Introducing Maggie Dove

Welcome to my new blog. Thank you so much for stopping by.

On June 14, my first mystery is to be published by Penguin Random House’s digital Alibi imprint and I’m thrilled. I’ve been reading mysteries since I was a child, and I’m honored to be entering the official mystery writing world.

Let me tell you a bit about my mystery, Maggie Dove, which is being marketed as “a cozy mystery with bite.”

Maggie Dove is a 62-year-old Sunday School teacher who lives in a small village in the Hudson Valley. She loves her village, her church and her friends, but her life has been marked by terrible loss. Two decades ago, her 17-year-old daughter was killed in a car accident and Maggie has been unable to heal. She feels like she’s sleepwalking through her life, and she might have stayed that way except that a new neighbor, Marcus Bender, has moved next door and he’s driving her crazy. Suddenly Maggie’s beginning to feel the stirrings of life, though unfortunately they’re coming in the form of anger.
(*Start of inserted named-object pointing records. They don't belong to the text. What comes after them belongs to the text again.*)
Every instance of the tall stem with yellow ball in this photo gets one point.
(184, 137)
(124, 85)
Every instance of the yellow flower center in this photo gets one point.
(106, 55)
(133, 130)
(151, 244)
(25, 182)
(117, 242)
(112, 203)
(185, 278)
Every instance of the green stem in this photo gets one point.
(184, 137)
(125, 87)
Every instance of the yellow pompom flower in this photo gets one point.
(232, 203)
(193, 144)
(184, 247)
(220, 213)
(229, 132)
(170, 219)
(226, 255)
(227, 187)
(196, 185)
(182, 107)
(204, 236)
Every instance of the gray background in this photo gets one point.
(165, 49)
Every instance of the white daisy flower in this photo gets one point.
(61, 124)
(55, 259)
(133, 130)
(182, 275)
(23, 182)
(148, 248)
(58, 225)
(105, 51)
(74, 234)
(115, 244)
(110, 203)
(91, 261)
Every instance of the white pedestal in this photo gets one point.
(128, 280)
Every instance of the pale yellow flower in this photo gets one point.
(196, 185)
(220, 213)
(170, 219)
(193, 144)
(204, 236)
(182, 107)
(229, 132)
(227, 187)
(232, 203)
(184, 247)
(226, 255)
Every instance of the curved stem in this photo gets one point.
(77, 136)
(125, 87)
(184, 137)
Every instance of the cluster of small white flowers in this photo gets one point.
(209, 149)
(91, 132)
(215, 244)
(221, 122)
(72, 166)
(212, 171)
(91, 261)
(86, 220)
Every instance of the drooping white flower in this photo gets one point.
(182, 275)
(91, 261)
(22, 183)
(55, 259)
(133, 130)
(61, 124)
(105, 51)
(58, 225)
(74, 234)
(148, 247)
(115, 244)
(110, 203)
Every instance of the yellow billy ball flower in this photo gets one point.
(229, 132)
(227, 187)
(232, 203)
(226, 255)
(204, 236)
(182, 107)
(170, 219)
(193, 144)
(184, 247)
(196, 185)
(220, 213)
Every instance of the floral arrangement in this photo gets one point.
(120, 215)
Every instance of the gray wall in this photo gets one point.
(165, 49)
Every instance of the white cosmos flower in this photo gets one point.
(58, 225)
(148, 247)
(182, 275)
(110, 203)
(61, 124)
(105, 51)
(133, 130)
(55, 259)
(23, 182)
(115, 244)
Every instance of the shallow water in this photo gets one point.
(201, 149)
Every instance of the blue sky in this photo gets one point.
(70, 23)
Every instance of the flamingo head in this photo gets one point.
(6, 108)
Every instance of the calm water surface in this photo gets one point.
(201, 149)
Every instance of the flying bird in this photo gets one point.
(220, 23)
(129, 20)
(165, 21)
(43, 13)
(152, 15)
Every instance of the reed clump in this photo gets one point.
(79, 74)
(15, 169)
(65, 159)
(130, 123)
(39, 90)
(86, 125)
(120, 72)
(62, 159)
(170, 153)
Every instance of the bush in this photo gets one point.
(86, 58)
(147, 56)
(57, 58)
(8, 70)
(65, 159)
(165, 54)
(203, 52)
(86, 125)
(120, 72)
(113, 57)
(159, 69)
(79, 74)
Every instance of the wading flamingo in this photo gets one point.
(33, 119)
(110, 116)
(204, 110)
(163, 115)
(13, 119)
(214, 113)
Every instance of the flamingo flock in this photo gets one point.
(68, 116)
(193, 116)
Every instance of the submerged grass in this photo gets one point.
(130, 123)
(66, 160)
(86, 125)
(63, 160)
Marcus Bender wants her to cut down the oak tree on her front lawn. Maggie loves that oak tree. Her father planted it, her daughter played on it. She’s not cutting down the tree. Bender offers her money. She says no. Then, one day, she goes out to look at the tree and finds lye bubbling in its dirt. Marcus Bender is trying to kill her tree. She’s beside herself. Furious, she pounds on his door and tells him that if he sets foot on her lawn again, she’s going to kill him. That night, Maggie feels terrible. What’s happening to her? What sort of person is she turning into? She vows to try and calm down her temper.

The next day she finds Marcus’s dead body under her tree.

No one in her small village of Darby-on-Hudson seriously thinks she commited the crime, but soon a prime suspect emerges and Maggie’s horrified. It’s Peter Nelson, a man who was the worst of her Sunday School students. He’s grown to be a troublesome sort of man, but he was also her late daughter’s fiancé and he’s devoted to Maggie. He takes her to lunch. He visits her, he remembers her daughter’s birthday. She loves Peter Nelson and will do anything in the world to protect him. So Maggie begins investigating the murder.  But as she starts asking questions, she discovers something troubling: many of the people she knows are harboring secrets. Even more troubling is Maggie Dove’s realization that the murderer must be someone she loves.